Biological nanopore technology, a label-free, single-molecule sensing method, serves as a versatile platform for the precise detection and quantification of diverse analytes, including nucleic acids, proteins, and small chemical compounds. Our laboratory has recently identified KMT9 as a novel histone methyltransferase responsible for the monomethylation of histone H4 at lysine 12 (H4K12me1). KMT9 represents a promising therapeutic target for castration-resistant prostate cancer (CRPC), and we have developed potent KMT9 inhibitors (KMT9i) that effectively impair the proliferation of tumor cells, including castration and enzalutamide-resistant prostate cancer cells.

This project aims to precisely define H4K12me1 as a novel prognostic biomarker for KMT9 activity utilizing advanced nanopore technology. Specifically, we will apply this technology to quantitatively assess H4K12me1 levels both in vitro and within relevant prostate cancer cell lines. Subsequently, we will determine the modulation of H4K12me1 levels in KMT9-depleted cellular models and in cells treated with KMT9i.
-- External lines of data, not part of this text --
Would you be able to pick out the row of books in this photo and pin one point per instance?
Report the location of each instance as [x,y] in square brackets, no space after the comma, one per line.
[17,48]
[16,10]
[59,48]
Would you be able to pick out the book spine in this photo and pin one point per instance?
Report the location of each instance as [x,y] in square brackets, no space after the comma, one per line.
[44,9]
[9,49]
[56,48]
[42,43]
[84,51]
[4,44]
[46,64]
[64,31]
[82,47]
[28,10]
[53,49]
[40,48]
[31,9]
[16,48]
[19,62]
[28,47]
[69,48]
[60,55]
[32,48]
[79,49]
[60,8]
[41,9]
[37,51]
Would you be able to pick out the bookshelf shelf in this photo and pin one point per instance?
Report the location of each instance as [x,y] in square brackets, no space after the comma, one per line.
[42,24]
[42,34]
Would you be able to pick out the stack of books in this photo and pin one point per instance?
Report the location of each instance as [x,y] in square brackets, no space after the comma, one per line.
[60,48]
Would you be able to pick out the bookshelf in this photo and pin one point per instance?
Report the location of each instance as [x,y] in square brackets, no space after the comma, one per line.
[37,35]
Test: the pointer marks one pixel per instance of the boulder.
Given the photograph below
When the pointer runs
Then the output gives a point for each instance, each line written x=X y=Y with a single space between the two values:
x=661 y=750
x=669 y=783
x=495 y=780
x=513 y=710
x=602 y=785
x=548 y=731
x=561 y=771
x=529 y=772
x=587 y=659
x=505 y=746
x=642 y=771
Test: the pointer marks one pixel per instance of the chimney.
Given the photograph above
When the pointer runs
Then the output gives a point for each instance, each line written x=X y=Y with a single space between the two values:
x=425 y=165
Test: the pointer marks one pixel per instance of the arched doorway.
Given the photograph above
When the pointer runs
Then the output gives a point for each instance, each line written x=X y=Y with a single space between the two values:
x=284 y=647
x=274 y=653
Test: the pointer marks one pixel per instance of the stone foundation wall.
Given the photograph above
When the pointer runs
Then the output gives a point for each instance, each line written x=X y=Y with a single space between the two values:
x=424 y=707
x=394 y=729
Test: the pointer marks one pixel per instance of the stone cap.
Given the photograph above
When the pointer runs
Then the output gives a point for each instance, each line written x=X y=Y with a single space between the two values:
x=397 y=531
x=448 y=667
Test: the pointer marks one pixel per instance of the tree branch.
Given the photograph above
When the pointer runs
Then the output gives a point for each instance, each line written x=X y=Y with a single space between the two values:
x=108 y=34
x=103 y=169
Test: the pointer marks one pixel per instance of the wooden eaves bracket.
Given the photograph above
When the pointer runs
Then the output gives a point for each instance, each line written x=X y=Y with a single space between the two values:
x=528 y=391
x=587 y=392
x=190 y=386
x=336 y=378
Furthermore, leveraging our established mouse prostate tumor model, we will investigate whether KMT9i treatment or KMT9 depletion induces measurable alterations in H4K12me1 levels within prostate tumor extracts and various biological fluids, including blood, urine, and extracellular vesicles. Ultimately, the developed nanopore assay will be adapted for high-throughput screening of novel KMT9 inhibitors.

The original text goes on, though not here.